Maybe he understood divination after all. He could make out all of the shapes from his current vantage point. He could really see how the pattern formed now. Shapes of curls, of braids, of a fist, of numbers, of cabinets and the checkered pattern of his old dining room floor had in turn shaped him. It had left a mark on him, one shaped like an X, and her own life's pattern was the only map to finding it.
Which reminded him of an eighth event. They had been in the same runes class and he was late to it, just that once. He had been crying, but he couldn't remember why. He used to cry a lot without anyone knowing. He had been late because he was waiting for the redness to fade from his eyes. The professor had made a deal with him. If he knew what the name and meaning of the rune on the board was, she wouldn't take away any house points for his tardiness.
It was the shape of an X. He didn't know its name or meaning, so he lost the points. But he never forgot it after that day.
Gebo. It meant gift, but there was more to it than that. Granger had raised her hand and spouted off everything she knew about it, which was a considerable amount. It could also be translated into divine union, hence the shape: two perpendicular lines going in completely opposite directions, but they meet by chance. It also represented the Law of Equivalent Exchange in alchemy. In Divination, it was considered symbolic of another law, the Law of Compensation—receiving exactly what you deserved, for exactly what you've done.
He must have brought over good karma from his past life. Because he didn't think he had done anything so good as to deserve Hermione Granger in this one.

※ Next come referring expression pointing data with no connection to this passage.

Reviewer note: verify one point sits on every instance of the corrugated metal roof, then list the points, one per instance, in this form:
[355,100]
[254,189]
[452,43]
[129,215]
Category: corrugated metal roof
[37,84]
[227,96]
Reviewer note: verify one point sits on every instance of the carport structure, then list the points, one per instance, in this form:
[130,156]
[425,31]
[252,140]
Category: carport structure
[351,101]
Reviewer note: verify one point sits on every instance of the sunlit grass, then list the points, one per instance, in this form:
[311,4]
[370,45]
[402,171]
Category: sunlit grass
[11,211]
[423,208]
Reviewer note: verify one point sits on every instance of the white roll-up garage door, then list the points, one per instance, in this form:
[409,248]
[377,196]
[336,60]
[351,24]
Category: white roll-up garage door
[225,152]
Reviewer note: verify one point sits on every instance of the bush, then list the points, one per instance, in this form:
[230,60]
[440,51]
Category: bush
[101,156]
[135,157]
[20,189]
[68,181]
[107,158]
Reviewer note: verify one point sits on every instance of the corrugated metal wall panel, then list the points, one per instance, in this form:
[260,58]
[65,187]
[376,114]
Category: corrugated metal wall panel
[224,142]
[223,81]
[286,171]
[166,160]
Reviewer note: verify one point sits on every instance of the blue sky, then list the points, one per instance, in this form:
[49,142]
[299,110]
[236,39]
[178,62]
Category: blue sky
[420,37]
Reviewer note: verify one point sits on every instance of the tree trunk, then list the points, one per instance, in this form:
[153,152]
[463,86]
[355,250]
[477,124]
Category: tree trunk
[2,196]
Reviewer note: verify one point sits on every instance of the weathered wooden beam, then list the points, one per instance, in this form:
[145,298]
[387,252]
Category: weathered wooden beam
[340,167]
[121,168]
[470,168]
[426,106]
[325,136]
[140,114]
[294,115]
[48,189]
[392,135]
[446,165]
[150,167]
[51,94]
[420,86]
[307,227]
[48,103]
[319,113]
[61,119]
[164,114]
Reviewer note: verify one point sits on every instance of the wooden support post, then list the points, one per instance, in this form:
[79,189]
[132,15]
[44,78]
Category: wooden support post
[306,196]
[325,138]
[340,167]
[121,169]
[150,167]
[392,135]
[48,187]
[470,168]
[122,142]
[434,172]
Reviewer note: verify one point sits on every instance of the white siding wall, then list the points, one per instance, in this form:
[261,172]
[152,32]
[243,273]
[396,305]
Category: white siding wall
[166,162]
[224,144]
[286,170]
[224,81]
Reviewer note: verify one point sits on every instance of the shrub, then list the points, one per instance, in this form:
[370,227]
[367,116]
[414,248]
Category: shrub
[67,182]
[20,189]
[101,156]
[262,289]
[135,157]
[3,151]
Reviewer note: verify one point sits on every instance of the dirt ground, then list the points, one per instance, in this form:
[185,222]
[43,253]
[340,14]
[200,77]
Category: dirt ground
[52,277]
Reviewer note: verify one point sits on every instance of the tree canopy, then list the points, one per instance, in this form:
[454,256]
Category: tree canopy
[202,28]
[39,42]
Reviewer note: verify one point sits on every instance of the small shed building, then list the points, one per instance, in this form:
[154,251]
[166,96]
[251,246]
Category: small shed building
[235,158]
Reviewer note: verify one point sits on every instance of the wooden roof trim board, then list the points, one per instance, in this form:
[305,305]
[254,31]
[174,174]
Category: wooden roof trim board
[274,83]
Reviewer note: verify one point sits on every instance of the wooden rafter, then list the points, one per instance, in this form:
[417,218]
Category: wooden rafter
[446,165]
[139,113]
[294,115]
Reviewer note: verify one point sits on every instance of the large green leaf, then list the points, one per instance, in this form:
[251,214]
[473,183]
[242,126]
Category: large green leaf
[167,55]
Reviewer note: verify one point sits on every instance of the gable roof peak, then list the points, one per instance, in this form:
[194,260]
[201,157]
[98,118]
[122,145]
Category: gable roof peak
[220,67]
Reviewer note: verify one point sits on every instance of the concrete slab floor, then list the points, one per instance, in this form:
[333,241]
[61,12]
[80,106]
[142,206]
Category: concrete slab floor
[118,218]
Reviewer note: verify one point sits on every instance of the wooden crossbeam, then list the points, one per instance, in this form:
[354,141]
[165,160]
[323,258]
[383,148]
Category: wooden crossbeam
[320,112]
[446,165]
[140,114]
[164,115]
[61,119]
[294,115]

In numerology, the rune translated to the figure 8. The number of balance, stability, infinity. The number that his seventeen stars reduced to. It made a certain kind of sense. The sort of sense that magic made, which was some and none at the same time. There was some level of predictability to it, but at its core no one really knew what it was except that it was a feeling. A feeling of fire, a feeling of certainty, a feeling of hope and a feeling of faith. If you gripped a wand and uttered a spell, above anything else, you had to trust that it would happen.

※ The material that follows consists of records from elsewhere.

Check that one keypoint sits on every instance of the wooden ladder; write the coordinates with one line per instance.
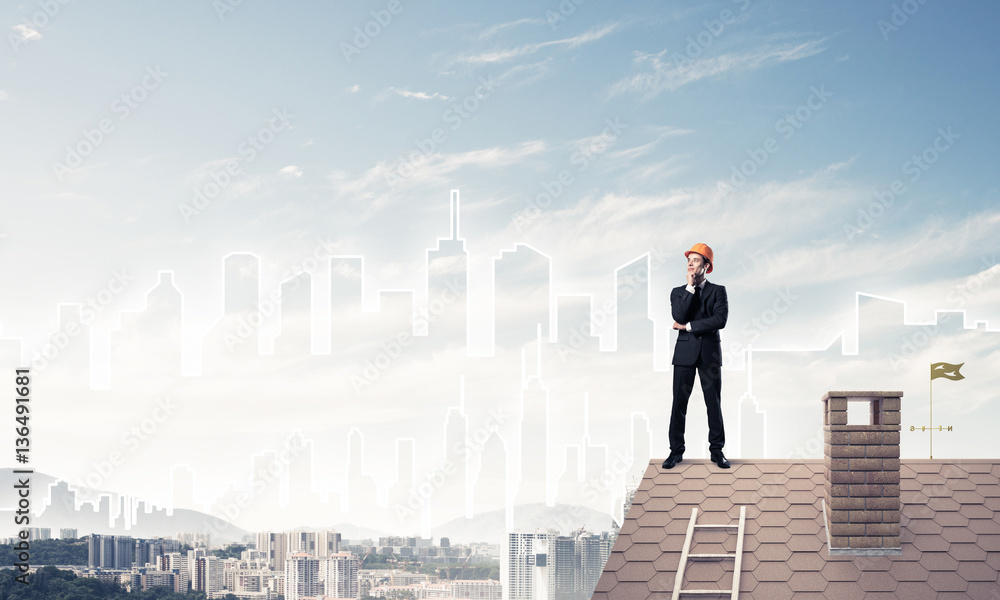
(686, 555)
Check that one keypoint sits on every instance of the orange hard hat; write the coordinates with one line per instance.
(705, 251)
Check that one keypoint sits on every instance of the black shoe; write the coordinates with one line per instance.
(720, 459)
(673, 459)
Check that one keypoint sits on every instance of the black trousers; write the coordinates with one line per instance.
(711, 387)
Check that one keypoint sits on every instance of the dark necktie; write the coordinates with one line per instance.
(695, 304)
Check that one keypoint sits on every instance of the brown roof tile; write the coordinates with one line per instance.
(876, 581)
(805, 581)
(778, 590)
(980, 590)
(950, 534)
(908, 571)
(976, 571)
(947, 581)
(938, 561)
(915, 590)
(844, 590)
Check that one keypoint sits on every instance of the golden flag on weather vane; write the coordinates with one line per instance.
(946, 370)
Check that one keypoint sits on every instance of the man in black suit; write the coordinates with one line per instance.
(700, 310)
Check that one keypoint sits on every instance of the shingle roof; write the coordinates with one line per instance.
(949, 517)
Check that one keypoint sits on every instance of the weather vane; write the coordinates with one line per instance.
(948, 371)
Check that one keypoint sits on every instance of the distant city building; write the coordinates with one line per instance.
(176, 563)
(327, 543)
(339, 574)
(477, 589)
(208, 575)
(110, 551)
(151, 579)
(525, 569)
(275, 545)
(300, 541)
(301, 576)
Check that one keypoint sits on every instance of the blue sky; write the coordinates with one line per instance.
(644, 109)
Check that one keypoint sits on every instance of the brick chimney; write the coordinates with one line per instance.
(862, 474)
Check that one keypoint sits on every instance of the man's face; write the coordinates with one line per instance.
(695, 262)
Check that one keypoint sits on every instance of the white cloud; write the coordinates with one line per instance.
(661, 72)
(404, 93)
(496, 56)
(495, 29)
(372, 187)
(26, 32)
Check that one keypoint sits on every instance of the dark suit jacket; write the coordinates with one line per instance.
(703, 340)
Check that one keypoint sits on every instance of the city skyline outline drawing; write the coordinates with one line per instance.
(541, 414)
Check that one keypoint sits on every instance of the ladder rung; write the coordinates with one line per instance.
(686, 556)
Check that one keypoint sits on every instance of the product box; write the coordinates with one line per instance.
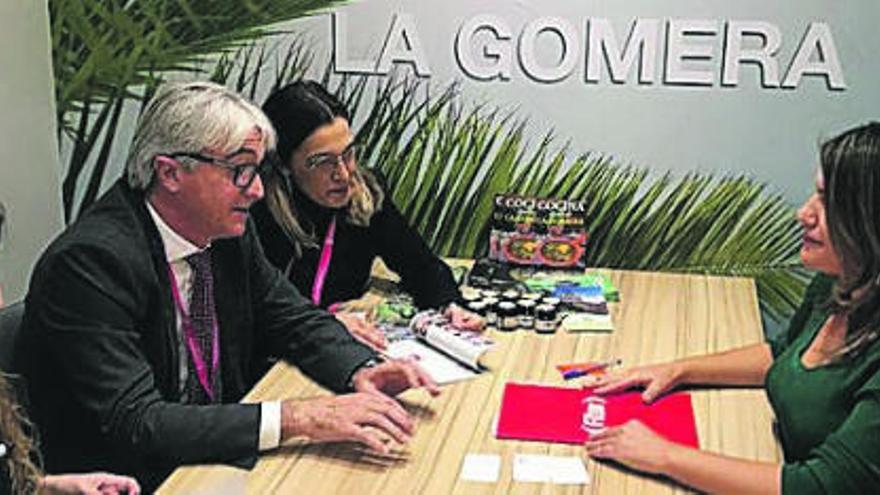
(538, 231)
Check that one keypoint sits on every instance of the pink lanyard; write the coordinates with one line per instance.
(189, 334)
(324, 262)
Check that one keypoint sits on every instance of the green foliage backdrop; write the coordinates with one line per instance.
(444, 158)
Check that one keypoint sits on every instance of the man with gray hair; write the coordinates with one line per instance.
(153, 314)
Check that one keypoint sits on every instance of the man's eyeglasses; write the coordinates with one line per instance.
(328, 161)
(243, 174)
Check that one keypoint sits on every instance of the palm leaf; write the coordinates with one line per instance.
(445, 163)
(108, 52)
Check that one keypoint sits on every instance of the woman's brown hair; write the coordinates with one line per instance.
(21, 449)
(851, 168)
(296, 111)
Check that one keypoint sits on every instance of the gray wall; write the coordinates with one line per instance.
(770, 134)
(29, 176)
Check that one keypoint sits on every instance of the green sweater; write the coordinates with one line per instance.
(828, 417)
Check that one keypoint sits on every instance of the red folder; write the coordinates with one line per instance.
(568, 415)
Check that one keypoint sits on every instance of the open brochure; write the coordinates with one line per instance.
(446, 353)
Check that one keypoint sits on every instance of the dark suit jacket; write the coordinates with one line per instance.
(100, 332)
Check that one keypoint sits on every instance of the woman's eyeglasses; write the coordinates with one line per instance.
(328, 161)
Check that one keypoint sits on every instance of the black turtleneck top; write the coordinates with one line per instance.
(424, 276)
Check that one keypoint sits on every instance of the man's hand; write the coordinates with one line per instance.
(88, 484)
(393, 377)
(464, 319)
(370, 419)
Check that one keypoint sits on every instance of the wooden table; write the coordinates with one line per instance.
(660, 317)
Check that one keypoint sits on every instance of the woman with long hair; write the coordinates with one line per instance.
(822, 378)
(325, 219)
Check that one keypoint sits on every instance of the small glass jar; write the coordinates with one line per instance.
(526, 313)
(508, 316)
(545, 318)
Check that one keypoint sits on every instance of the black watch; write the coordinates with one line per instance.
(369, 363)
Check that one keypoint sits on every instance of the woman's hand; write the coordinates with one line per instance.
(632, 444)
(362, 329)
(88, 484)
(464, 319)
(656, 379)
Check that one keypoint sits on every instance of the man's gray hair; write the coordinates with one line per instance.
(192, 117)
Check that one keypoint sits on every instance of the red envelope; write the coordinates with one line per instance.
(567, 415)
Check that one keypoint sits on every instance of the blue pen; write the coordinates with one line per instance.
(577, 373)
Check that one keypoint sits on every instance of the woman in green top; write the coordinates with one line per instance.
(822, 378)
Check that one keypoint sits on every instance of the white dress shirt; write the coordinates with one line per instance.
(176, 250)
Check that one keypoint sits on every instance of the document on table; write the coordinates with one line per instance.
(531, 468)
(442, 368)
(481, 467)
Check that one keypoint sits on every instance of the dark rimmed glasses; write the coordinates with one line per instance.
(243, 174)
(328, 161)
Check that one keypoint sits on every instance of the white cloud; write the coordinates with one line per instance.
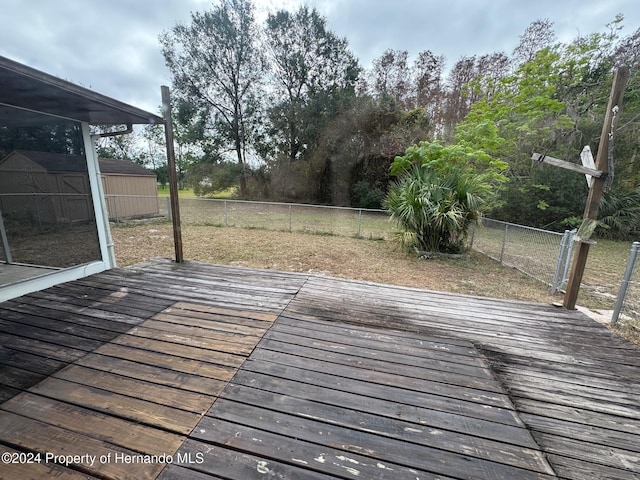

In a similar way, he had to trust that he was capable of loving Hermione Granger in the way that she unquestionably deserved to be. He expected it to be challenging, but it wasn't at all. Loving her came to him as naturally as breathing. He thought there would a complex pattern to her, one that would take ages to discern. But there was no mystery to her at all. When he looked her, he found that he immediately understood what he saw. And when she looked at him, he felt fully seen—not just the image of him, but the totality of who he was.

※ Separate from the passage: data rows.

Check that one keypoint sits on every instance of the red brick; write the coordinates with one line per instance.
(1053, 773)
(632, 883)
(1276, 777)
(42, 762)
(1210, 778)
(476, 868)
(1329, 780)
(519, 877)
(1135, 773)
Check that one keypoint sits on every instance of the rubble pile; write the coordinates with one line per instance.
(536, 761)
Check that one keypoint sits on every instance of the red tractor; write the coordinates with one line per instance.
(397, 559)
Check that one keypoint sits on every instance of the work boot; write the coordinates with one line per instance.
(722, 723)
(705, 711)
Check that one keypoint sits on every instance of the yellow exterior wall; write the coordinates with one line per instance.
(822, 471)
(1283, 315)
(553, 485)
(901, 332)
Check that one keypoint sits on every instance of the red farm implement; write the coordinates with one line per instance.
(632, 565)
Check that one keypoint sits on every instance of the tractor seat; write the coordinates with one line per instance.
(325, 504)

There was nothing conditional about her gaze. There was no end to her understanding. What they shared was far from finite. It couldn't be hoarded or taken away. Hers was a fire that matched his own and it burned with certainty, hope and the very best of faith. It burned like only magic could.
And maybe that was what magic had been all along. The invisible force that bound all the patterns together, helping us understand our place in the world. His just happened to be with her.